To further compound this low inventory for New Yorkers specifically, a recent survey found that more people are moving into Manhattan than before the pandemic, creating a surge in demand that’s causing many rents and home prices to spike. Between 2000 and 2020, New York City grew by more than 800,000 residents, according to the Census Bureau. In that same time period, only 438,088 apartments and single-family homes were built.
One of the most alarming things for me as a broker is that many people have seemed to forget that the low interest rate we’ve experienced the last two years were abnormal and were always meant to be temporary. “Historic lows” are not sustainable and are well below prior, perfectly healthy markets where higher rates weren’t questioned. Unfortunately, people reestablished these rates as the norm, so anything higher than 3% now seems astronomical. Flashing back to the past, rates began to rise after 2016 and reached their peak at the end of 2018/start of 2019 as employment and the overall economy was strong and growing. Politicians decried the Fed’s rate hikes back then. Rates on a 30-year fixed rate mortgage (FRM) ran between 3.95% on the low end and 5.34% on the high end, which are not that much lower than today’s rates.
To flash even further into the past, concentrated rate hikes in 1994 set up the U.S. economy for a stellar performance in the second half of the 1990’s with strong growth and a healthy labor market.
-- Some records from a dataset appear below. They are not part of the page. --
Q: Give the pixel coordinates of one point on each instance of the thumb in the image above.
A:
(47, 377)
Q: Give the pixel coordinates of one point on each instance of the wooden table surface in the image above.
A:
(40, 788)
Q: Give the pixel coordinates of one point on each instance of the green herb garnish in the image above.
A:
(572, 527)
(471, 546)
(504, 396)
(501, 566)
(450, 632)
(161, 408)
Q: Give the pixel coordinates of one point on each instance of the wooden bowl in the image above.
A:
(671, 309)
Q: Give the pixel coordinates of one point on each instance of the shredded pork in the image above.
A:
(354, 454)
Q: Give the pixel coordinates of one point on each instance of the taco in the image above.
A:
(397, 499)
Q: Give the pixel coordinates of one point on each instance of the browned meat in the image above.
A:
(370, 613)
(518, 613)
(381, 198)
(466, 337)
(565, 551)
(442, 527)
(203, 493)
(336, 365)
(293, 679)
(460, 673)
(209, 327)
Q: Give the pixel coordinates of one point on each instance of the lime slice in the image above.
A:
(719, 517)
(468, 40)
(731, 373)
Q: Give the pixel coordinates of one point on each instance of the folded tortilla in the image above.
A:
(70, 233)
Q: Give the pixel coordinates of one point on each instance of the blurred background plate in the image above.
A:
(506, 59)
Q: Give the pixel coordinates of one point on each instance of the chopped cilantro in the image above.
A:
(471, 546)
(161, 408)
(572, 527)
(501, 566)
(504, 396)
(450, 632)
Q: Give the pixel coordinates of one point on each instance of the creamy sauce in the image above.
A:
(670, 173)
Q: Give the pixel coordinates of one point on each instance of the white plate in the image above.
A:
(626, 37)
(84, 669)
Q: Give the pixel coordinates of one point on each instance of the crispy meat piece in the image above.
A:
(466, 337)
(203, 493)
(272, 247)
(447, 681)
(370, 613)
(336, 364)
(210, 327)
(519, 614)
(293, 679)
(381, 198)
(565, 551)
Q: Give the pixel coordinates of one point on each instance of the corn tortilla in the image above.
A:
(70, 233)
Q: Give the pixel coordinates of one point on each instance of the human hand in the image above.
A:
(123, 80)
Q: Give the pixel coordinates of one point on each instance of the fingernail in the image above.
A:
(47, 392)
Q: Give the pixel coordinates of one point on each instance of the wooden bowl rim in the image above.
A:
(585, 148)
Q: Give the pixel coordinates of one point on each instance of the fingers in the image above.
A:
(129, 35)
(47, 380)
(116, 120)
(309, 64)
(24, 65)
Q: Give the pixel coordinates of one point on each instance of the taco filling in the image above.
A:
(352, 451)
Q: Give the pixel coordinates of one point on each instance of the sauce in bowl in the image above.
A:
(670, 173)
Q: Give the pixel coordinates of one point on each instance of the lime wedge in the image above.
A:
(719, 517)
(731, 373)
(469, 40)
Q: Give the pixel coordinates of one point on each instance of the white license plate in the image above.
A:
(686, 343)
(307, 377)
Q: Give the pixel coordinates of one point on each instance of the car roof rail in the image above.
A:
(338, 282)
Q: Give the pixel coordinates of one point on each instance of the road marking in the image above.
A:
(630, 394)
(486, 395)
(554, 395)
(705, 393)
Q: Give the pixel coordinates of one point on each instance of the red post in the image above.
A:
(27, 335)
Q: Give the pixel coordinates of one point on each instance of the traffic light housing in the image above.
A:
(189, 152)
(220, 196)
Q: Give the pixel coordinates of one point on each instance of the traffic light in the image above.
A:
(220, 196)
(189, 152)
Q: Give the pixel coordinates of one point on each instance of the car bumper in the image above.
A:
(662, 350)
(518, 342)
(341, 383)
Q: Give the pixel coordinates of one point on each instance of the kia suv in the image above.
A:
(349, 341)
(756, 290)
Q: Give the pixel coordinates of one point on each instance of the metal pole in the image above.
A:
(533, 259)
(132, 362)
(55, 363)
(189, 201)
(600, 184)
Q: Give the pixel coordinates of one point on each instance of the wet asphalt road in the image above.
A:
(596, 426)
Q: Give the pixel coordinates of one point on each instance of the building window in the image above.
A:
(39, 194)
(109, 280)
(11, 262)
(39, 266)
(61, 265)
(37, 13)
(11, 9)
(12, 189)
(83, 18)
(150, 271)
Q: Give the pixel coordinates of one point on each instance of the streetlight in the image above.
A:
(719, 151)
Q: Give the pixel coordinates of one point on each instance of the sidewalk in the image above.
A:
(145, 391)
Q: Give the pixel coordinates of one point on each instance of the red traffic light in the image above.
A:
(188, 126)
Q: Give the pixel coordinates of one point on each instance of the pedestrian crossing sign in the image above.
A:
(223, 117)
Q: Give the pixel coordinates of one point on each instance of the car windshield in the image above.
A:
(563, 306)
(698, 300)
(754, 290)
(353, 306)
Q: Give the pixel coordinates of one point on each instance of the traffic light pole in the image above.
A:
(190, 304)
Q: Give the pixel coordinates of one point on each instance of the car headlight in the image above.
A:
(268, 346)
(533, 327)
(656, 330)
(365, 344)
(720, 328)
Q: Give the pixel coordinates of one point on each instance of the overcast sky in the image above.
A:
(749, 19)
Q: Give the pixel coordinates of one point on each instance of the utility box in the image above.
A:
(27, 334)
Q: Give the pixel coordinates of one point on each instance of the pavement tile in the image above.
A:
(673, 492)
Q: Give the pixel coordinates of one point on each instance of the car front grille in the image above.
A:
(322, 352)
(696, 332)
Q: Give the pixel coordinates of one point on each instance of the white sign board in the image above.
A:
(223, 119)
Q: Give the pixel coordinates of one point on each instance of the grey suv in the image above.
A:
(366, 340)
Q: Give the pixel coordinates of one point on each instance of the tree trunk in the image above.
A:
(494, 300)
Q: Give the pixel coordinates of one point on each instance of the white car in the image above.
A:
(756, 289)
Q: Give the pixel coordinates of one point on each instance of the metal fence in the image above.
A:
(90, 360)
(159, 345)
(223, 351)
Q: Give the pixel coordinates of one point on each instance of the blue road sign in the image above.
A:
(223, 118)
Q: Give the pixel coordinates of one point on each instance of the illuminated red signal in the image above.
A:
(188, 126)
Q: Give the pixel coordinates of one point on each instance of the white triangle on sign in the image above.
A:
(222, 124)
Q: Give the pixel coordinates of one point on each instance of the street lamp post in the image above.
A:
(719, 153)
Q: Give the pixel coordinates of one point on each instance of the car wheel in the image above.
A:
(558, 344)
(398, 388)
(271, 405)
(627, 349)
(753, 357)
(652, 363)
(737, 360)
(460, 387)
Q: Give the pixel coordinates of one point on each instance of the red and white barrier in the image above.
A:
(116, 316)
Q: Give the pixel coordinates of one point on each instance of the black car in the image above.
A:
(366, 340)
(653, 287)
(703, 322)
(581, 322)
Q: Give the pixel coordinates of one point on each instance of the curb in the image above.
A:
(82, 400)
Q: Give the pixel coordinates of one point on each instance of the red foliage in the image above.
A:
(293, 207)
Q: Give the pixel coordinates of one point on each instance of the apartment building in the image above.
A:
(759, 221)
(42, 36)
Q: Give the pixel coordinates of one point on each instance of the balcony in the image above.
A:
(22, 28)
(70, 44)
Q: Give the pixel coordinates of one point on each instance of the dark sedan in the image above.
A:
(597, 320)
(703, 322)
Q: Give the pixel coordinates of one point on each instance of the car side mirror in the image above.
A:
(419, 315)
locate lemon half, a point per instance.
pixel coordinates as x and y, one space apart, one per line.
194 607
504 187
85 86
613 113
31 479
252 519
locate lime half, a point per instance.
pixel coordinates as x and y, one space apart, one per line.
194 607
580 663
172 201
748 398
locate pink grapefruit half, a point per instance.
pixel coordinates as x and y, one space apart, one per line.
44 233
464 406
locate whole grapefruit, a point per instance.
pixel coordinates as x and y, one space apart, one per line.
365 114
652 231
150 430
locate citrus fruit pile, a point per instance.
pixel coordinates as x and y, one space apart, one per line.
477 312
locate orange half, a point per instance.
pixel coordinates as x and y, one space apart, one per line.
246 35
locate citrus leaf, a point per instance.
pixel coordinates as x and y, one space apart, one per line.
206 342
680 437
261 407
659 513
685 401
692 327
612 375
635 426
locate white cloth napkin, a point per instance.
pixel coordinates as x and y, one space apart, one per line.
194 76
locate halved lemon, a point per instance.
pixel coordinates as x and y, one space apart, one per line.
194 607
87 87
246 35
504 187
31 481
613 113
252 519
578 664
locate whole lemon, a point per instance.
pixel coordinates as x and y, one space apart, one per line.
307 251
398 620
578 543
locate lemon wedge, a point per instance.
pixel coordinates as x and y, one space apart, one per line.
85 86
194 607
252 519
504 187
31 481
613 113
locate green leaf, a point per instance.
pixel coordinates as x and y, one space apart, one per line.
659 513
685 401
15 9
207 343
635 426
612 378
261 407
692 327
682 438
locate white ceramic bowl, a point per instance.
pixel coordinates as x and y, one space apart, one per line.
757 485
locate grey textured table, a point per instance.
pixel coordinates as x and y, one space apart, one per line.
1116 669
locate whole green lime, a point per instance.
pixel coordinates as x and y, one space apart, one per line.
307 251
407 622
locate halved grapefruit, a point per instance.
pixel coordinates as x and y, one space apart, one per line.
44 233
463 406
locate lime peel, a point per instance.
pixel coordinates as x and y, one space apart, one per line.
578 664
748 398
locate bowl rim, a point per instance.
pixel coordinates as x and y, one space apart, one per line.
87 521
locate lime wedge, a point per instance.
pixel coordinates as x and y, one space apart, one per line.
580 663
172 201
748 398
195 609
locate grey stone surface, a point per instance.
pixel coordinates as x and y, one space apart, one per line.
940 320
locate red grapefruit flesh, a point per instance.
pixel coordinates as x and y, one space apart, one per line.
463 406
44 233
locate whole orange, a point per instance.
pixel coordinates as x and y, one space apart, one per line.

As a millennial who set her expectation for how life would play out for all of us based upon my parents’ experiences in the second half of the 90s, I can say that time period was *quite* prosperous and set a quite unrealistic forecast of what was to come for my generation’s adulthood.
Just to hone in specifically on inventory, in 2012 – 10 years ago – the US had roughly triple the number of homes for sale; today we have about 334 million people in the US versus 314 million people a decade ago, an increase of 6.34%. The US is estimated to have 353 million people in 10 years time; if roughly 4 people share a home, we need to build at least 1.9 million homes per year to accommodate this rise in population. We’ve averaged under that number in the past decade, about 1.29 million per year, just another signal that housing is not falling out of demand any time soon.
Chiefly, we’re not seeing the kind of mortgage defaults and distressed sales that would be necessary for big declines in housing values. Crashes are typically heralded by foreclosures and distressed sales, which just isn’t happening.
To wrap this up, will the uptick in rates influence the market? Yes, but just in leveling the playing field between buyers and sellers and bringing an end to the runaway bidding wars and the ubiquitous ask to waive your financing contingency and offer 15% over ask to be considered by the seller. Closing prices will be closer to ask and the process should be less harrowing for purchasers.
So do your best to take the headlines with a grain of salt and ask a seasoned real estate professional for their advice and insight because we all knows that the news uses fear-messaging to get attention and most of the writers of these blips for the *very academic* publications like the New York Post have zero knowledge of the real estate market and are just re-spinning and further contorting hearsay from another online journal.